Approximate Nearest Neighbor Vector Search
VectorFieldIndex stores embeddings and retrieves approximate nearest neighbors with locality-sensitive hashing.
Beginner version: a vector is just a long list of numbers that represents a piece of text. If two texts mean similar things, their vectors should end up close together. Vector search lets you find “conceptually similar” content, not just exact word overlap.
Character bigram vectors
The built-in bigramVector helper is practical for typo-tolerant text similarity.
import { VectorFieldIndex, bigramVector, createSeededRandom } from "@tryformation/querylight-ts";
const vectorIndex = new VectorFieldIndex(6, 36 * 36, createSeededRandom(42));
vectorIndex.insert("doc-1", [bigramVector("vector search and typo tolerance")]);
vectorIndex.insert("doc-2", [bigramVector("phrase queries and highlighting")]);
const hits = vectorIndex.query(bigramVector("vectro serch"), 5);
Expected result:
[
["doc-1", /* highest score */],
["doc-2", /* lower score */]
]
The exact scores depend on the random projections used by the ANN index, but doc-1 should rank ahead of doc-2 because it is much closer to the misspelled query.
When to use this
Use vector search when:
- you want typo tolerance beyond exact token matching
- you want semantic retrieval with precomputed embeddings
- you want “related article” suggestions
Do not use it as the only retrieval strategy unless you are sure that is what you want. In practice, vector search is often strongest when combined with lexical ranking, filters, or both.

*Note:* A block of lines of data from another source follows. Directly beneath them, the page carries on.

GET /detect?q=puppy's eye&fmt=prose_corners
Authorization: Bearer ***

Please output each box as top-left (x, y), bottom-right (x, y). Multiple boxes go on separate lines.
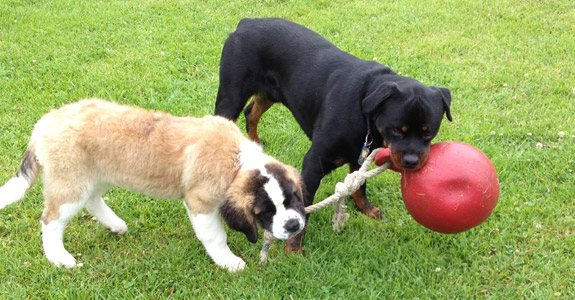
top-left (292, 190), bottom-right (300, 200)
top-left (258, 211), bottom-right (274, 220)
top-left (423, 132), bottom-right (433, 140)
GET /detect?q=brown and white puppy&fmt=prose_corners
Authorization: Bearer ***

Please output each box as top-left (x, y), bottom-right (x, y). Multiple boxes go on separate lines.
top-left (0, 99), bottom-right (306, 271)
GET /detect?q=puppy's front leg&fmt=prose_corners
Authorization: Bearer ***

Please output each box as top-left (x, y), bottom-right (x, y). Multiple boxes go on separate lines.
top-left (184, 202), bottom-right (246, 272)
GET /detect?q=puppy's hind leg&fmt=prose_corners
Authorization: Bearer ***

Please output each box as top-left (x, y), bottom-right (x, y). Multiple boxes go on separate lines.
top-left (85, 184), bottom-right (128, 235)
top-left (41, 183), bottom-right (89, 268)
top-left (184, 199), bottom-right (245, 272)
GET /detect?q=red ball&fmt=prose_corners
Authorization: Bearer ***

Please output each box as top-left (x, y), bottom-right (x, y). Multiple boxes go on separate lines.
top-left (375, 142), bottom-right (499, 234)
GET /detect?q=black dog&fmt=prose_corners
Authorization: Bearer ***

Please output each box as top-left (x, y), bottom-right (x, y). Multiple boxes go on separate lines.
top-left (215, 18), bottom-right (452, 253)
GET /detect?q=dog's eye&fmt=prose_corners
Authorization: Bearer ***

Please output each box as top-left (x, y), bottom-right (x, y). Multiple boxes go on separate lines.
top-left (423, 132), bottom-right (433, 140)
top-left (391, 128), bottom-right (403, 137)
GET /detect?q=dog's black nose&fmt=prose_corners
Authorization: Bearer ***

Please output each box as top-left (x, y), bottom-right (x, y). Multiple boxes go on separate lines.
top-left (284, 219), bottom-right (301, 233)
top-left (402, 153), bottom-right (420, 169)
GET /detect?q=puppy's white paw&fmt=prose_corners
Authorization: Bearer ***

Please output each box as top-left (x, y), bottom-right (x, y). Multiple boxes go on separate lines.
top-left (107, 219), bottom-right (128, 235)
top-left (217, 255), bottom-right (246, 272)
top-left (46, 251), bottom-right (78, 268)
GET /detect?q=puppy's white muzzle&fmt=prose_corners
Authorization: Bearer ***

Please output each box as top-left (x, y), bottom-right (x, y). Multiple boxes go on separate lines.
top-left (271, 208), bottom-right (305, 240)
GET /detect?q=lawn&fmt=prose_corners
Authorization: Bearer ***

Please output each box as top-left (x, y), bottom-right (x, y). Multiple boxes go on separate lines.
top-left (1, 0), bottom-right (574, 298)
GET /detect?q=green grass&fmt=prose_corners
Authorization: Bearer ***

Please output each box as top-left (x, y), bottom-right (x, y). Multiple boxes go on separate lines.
top-left (1, 0), bottom-right (574, 298)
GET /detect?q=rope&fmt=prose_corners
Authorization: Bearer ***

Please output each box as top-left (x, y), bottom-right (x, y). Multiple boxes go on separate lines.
top-left (260, 148), bottom-right (391, 264)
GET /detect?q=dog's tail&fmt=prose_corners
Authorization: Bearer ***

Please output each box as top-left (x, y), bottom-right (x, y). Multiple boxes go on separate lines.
top-left (0, 144), bottom-right (40, 210)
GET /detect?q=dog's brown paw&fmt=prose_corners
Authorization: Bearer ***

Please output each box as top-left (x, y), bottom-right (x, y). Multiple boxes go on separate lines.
top-left (361, 206), bottom-right (383, 220)
top-left (283, 233), bottom-right (306, 256)
top-left (283, 244), bottom-right (305, 256)
top-left (351, 190), bottom-right (383, 220)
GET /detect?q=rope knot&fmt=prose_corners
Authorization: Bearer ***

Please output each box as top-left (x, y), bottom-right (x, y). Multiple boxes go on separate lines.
top-left (334, 181), bottom-right (351, 196)
top-left (334, 171), bottom-right (366, 196)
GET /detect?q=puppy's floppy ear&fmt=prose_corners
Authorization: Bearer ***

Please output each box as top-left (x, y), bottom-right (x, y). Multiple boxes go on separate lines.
top-left (220, 199), bottom-right (258, 243)
top-left (220, 170), bottom-right (262, 243)
top-left (362, 81), bottom-right (399, 115)
top-left (289, 166), bottom-right (308, 207)
top-left (438, 87), bottom-right (453, 121)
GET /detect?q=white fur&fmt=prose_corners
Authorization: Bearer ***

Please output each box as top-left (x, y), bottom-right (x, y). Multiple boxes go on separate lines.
top-left (42, 202), bottom-right (86, 268)
top-left (271, 207), bottom-right (306, 240)
top-left (85, 197), bottom-right (128, 235)
top-left (240, 142), bottom-right (305, 240)
top-left (84, 182), bottom-right (128, 234)
top-left (0, 176), bottom-right (30, 210)
top-left (185, 205), bottom-right (245, 272)
top-left (239, 141), bottom-right (266, 171)
top-left (264, 177), bottom-right (284, 206)
top-left (40, 183), bottom-right (129, 268)
top-left (265, 177), bottom-right (305, 239)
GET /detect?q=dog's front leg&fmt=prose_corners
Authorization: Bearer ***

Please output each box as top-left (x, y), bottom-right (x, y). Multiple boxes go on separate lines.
top-left (284, 148), bottom-right (338, 254)
top-left (348, 164), bottom-right (382, 219)
top-left (184, 202), bottom-right (246, 272)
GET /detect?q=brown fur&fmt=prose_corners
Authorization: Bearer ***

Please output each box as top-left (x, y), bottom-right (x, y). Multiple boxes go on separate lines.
top-left (244, 93), bottom-right (274, 143)
top-left (29, 99), bottom-right (262, 223)
top-left (1, 99), bottom-right (306, 270)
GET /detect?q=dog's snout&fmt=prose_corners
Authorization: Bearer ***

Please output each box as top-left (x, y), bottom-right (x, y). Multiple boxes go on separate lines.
top-left (402, 153), bottom-right (420, 169)
top-left (284, 219), bottom-right (301, 233)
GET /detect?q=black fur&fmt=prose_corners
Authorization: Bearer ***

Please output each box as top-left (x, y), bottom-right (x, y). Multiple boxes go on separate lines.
top-left (220, 198), bottom-right (259, 243)
top-left (215, 18), bottom-right (452, 249)
top-left (16, 148), bottom-right (39, 183)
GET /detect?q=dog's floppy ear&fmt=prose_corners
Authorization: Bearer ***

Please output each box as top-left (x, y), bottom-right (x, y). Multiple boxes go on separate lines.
top-left (220, 199), bottom-right (258, 243)
top-left (438, 87), bottom-right (452, 121)
top-left (220, 169), bottom-right (265, 243)
top-left (289, 166), bottom-right (308, 206)
top-left (362, 81), bottom-right (399, 115)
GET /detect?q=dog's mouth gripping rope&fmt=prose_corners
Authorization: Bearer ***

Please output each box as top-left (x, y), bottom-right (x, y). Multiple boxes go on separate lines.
top-left (260, 147), bottom-right (390, 264)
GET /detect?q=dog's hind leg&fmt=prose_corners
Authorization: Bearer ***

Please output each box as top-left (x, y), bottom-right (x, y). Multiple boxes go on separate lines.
top-left (244, 92), bottom-right (274, 144)
top-left (85, 184), bottom-right (128, 235)
top-left (183, 199), bottom-right (245, 272)
top-left (41, 182), bottom-right (90, 268)
top-left (214, 35), bottom-right (259, 121)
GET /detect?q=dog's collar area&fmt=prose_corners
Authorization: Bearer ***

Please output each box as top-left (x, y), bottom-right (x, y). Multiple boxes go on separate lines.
top-left (357, 119), bottom-right (373, 165)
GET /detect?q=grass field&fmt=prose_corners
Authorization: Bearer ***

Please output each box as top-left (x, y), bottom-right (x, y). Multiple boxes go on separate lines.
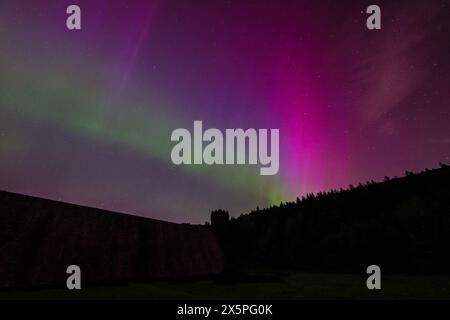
top-left (1, 271), bottom-right (450, 300)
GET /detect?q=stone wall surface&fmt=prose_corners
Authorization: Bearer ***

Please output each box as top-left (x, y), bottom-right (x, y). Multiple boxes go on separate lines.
top-left (0, 191), bottom-right (224, 288)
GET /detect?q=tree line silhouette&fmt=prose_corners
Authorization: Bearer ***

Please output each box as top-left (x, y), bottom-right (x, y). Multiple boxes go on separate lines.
top-left (209, 163), bottom-right (450, 274)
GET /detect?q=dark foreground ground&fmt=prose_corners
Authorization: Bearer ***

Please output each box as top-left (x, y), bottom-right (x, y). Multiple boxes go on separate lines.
top-left (1, 270), bottom-right (450, 300)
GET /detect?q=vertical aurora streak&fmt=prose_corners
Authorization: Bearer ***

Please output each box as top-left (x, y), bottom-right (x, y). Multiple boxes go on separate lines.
top-left (1, 0), bottom-right (449, 223)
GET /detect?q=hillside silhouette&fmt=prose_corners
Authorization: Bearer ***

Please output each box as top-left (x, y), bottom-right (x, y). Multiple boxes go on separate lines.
top-left (1, 164), bottom-right (450, 291)
top-left (210, 164), bottom-right (450, 274)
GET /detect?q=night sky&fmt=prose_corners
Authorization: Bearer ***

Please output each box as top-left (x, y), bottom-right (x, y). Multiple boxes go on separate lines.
top-left (0, 0), bottom-right (449, 223)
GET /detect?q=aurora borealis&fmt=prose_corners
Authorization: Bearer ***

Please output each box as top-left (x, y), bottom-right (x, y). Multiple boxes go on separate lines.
top-left (1, 0), bottom-right (449, 223)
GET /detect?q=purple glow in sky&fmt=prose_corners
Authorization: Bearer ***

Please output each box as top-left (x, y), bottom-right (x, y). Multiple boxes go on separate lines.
top-left (0, 0), bottom-right (449, 223)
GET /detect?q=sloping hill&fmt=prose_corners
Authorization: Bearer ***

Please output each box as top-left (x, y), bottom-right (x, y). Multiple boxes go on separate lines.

Use rescoring when lexical search already narrowed things down
If a lexical query or filtered BoolQuery still returns hundreds of document hits, full vector retrieval can be more work than you need.
In that case, use VectorRescoreQuery to:
- run the lexical or filtered query first
- keep the top
Ncandidates - rerank only that window with vector similarity
This follows the same basic pattern as Elasticsearch rescoring: use normal retrieval to define the candidate set, then spend vector work only where it can improve the top of the ranking.
Why the demo uses it
The demo uses vector search in two different ways:
- lightweight bigram vectors for typo-tolerant relatedness in the main search experience
- transformer embeddings for the “Ask the Docs” semantic question flow
For the full end-to-end walkthrough, see Ask the Docs End to End.
Current limitations
The current vector implementation is intentionally lightweight.
That keeps it easy to understand and practical for browser and small in-process use cases, but it also means it does not try to match the full vector-search feature set of engines such as OpenSearch or Elasticsearch.
Current limitations include:
- approximate retrieval is based on a simple locality-sensitive hashing approach
- there is no HNSW or IVF-style ANN index yet
- there is no vector quantization or compressed vector storage yet
- filtering and rescoring patterns exist, but the integrated vector feature set is still smaller than what larger search engines provide
For many browser, static-site, and embedded search scenarios that tradeoff is acceptable. If you need a small pure TypeScript toolkit with vector support, this can already be useful. If you need a larger algorithmic feature set, there is room to grow.
Pull requests are welcome.